Cocktail Sticks

Theatre, West End
4 out of 5 stars

Time Out says

4 out of 5 stars

Whether through modesty or miscalculation, the National Theatre's normally formidable marketing arm seems to have sold this superb pair of autobiographical Alan Bennett pieces a little short. This is to your advantage: while Bennett's 'proper' new play 'People' remains stubbornly sold out, there is good availability for the small smattering of dates for each of 'Hymn' and 'Cocktail Sticks' .

Highly complementary, the two are best watched together on a Sunday double bill; failing that, 'Cocktail Sticks' is the one you'll want to see, a fine, funny, fully-staged production that's easily the equal of 'People' – with a cast to boot.

At the centre of each is a towering performance from Alex Jennings as Bennett. With his bleached hair, NHS specs, blazer, V-neck and clipped Yorkshire accent, he is so Bennett-esque as to initially appear almost parodic. Yet the slight feel of staginess in both of Nicholas Hytner's productions is perfectly judged – it allows Jennings to turn in a funnier, sadder and more detailed performance than the 78-year-old playwright could possibly have offered himself. And more than mere imitation, it is unabashedly a tribute to Bennett, a celebration of an idiosyncratic British icon now rarely seen in public.

If you're not interested in Bennett the man, you're definitely in the wrong place. 'Hymn', originally performed by Bennett himself in 2001, is a half hour piece with music by George Fenton in which – over pastoral, occasionally playful strings – Bennett/Jennings muses on his formative experiences of music and his difficulty in bonding with his father, a Leeds butcher who dabbled with the violin. It is poignant and witty but short at half an hour.

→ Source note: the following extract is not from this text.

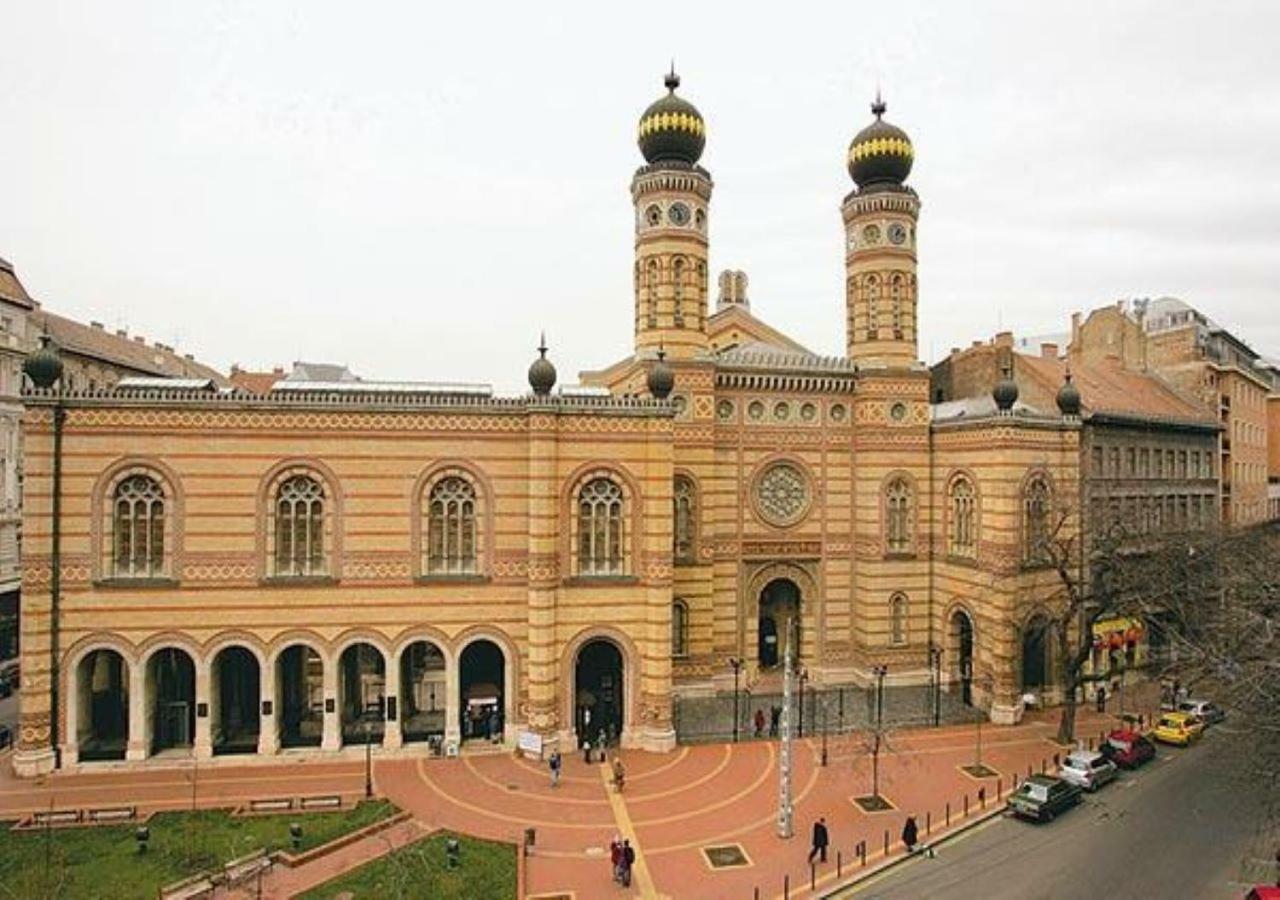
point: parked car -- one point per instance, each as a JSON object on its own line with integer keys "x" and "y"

The new 'Cocktail Sticks' is the more substantial, a spiky, moving adaptation of Bennett's memoir 'A Life Like Other People's' which traces his relationship with his working-class parents over the course of an hour. There is lovely work from Gabrielle Lloyd as Bennett's irrepressible mum and Jeff Rawle as his determinedly old-fashioned father, and if there is a whiff of sentiment, the sheer brilliance of the language carries the day.

Conceivably it might be the last new Bennett play ever staged at the NT – if so it would be a very justified last hurrah. Catch it before word finally gets out.